The MLP can still be helpful if you have a specific target year in which you want to identify siblings or if you want to track siblings over time. For example, if you are looking for all siblings in 1940, you can first identify all siblings who lived with their parents in that year using a single unlinked sample of the 1940 data. Then, you can use a linked census sample to add to those the siblings who can be linked from previous years. When you request a linked census sample (e.g., 1930 and 1940), the data will include two person records for each individual, one for 1930 and one for 1940. Each person’s HIK is automatically provided in the extract and can be used to group pairs of linked person records. By obtaining the linked individual’s 1930 household SERIAL number and MOMLOC/POPLOC values, you can then search for matching combinations of these values across your sample of linked 1940 individuals. This can also be done with a sample of multiple linked decennial censuses (e.g., 1920 and 1940 with 1930 and 1940), as long as all of the siblings in each group link back to their parental household in the same decennial census sample (whether 1920 or 1930 in this example).

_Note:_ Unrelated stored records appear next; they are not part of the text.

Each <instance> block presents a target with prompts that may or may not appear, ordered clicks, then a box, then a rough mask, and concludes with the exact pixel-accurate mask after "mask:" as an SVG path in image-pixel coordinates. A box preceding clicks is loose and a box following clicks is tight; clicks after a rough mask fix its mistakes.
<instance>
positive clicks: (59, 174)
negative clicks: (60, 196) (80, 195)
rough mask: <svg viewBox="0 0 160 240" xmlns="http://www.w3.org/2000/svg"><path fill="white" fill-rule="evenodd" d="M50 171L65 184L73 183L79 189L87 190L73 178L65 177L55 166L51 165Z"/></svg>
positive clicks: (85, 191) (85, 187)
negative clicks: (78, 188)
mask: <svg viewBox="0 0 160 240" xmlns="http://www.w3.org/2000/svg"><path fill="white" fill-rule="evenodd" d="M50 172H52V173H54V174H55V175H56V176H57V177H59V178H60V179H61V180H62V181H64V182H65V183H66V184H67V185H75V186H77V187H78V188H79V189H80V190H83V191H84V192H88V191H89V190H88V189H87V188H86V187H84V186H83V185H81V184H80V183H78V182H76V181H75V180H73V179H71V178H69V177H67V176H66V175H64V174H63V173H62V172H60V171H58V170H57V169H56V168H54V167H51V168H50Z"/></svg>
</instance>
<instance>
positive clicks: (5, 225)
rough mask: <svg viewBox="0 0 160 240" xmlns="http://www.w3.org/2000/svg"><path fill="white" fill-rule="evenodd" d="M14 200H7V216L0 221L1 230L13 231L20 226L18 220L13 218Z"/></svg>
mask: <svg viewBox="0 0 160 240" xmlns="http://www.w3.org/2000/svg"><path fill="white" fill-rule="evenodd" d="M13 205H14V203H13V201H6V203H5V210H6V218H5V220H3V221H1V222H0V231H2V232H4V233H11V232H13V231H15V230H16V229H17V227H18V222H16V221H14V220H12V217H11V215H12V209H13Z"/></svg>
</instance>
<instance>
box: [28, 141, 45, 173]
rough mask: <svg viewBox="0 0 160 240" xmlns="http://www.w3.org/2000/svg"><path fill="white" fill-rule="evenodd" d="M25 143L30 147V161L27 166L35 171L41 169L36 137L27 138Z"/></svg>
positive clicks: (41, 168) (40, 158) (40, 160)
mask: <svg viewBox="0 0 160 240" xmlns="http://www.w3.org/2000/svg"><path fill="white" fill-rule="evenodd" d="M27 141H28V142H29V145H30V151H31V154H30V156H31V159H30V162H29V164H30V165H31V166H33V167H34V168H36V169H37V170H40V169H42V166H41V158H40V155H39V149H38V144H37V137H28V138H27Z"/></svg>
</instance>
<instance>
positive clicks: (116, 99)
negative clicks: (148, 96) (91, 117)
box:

If some siblings link back to their parental household only in 1930 while others only link to 1920 (or do not link at all), then the MLP can help locate additional groups of siblings that pooling alone cannot by relying on parental links in HIK_MOM/POP. For example, suppose that you have siblings with a relatively large age gap where one of them is 8 years old in 1940 and the other is 18 years old. Additionally, the 18 year old is living elsewhere and not enumerated with their parents or siblings in 1940. In this case, the sibling pair will not be easily matched since the younger sibling will not be linked with the older sibling to the parental household in 1930. However, with an extract of multiple linked decennial censuses that has HIK_MOM/POP included, you can after grouping linked person records and obtaining any HIK_MOM/POP values, identify matching instances of these values across decennial census samples as siblings. Note that HIK_MOM/POP will only be available if the mother/father is in the household and the parent links to at least one other decennial sample (any of the 1850-1950 samples regardless of whether they are in your data cart) since those who do not link are not assigned a HIK value.
When using linked data to identify siblings, it will be important to differentiate between matches that are the same linked person from those who are their siblings (the individual HIK values should help). Finally, all linking methods are affected by the representativeness of who is linked by the MLP. See the MLP data description page section on representativeness for more details.